S21A-4421:
Frequency Dispersion of the 1 April 2014 Iquique, Chile Tsunami
Tuesday, 16 December 2014
Hongqiang Zhou1,2, Lindsey Wright1,2 and Vasily V Titov1, (1)NOAA/PMEL, Seattle, WA, United States, (2)Joint Institute for the Study of the Atmosphere and Ocean, Seattle, WA, United States
Abstract:
On 1 April 2014, a Mw 8.2 earthquake struck off the coast of Iquique, Chile. A tsunami was triggered by this earthquake and caused flooding along the northern coast of Chile. Time series of water surface elevations were recorded at tide gauges and DART (Deep-ocean Assessment and Report of Tsunamis) tsunami sensors in the Pacific Ocean. By comparing the wave spectra of the Iquique event with those of other historical events in this region, we notice the former are characterized with significantly higher energy concentration in high-frequency wave modes. This is an indicator of strong frequency dispersion effects, which can quickly reduce the amplitudes of the leading waves in open ocean. These effects are demonstrated through numerical simulations with a weakly dispersive Boussinesq model.
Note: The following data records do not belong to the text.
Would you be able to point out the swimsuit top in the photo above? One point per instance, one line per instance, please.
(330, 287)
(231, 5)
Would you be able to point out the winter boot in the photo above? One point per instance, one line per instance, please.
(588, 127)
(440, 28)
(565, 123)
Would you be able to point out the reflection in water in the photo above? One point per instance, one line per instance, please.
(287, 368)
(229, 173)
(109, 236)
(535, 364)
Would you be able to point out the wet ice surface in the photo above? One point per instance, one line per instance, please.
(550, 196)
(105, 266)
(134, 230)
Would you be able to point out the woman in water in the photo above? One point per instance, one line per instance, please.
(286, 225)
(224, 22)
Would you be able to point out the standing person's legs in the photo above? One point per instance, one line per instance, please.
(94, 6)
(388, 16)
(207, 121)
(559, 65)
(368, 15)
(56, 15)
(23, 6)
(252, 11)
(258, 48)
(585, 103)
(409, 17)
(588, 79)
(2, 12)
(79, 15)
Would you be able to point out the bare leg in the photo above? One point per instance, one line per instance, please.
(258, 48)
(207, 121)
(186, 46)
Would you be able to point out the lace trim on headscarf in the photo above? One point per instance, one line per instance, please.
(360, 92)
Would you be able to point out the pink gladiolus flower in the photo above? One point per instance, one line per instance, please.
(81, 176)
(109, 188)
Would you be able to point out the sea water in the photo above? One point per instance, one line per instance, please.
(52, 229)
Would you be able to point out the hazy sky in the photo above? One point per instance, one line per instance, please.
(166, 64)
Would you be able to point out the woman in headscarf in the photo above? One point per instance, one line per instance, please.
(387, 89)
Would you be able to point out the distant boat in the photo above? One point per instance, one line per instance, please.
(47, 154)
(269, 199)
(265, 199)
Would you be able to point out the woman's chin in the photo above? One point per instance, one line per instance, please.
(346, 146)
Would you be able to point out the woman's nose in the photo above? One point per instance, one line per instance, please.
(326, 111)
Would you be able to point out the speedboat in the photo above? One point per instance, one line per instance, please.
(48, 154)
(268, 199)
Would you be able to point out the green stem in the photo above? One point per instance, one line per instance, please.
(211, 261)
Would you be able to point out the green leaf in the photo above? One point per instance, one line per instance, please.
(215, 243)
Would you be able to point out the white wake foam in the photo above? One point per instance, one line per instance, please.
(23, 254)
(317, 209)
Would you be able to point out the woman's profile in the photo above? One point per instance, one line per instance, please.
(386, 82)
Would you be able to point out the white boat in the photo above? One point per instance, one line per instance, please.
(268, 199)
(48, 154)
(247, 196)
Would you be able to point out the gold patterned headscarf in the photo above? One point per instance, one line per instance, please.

The oceanic propagation of this tsunami is also simulated with MOST (Method of Splitting Tsunami), the numerical simulating tool of NOAA’s tsunami forecast system, termed SIFT (Short-term Inundation Forecasting of Tsunamis). Though MOST is based on the nonlinear shallow-water theory, the numerical dispersion introduced by its finite difference scheme can be manipulated to compensate the neglected physical frequency dispersion, and makes it applicable to dispersive wave propagations.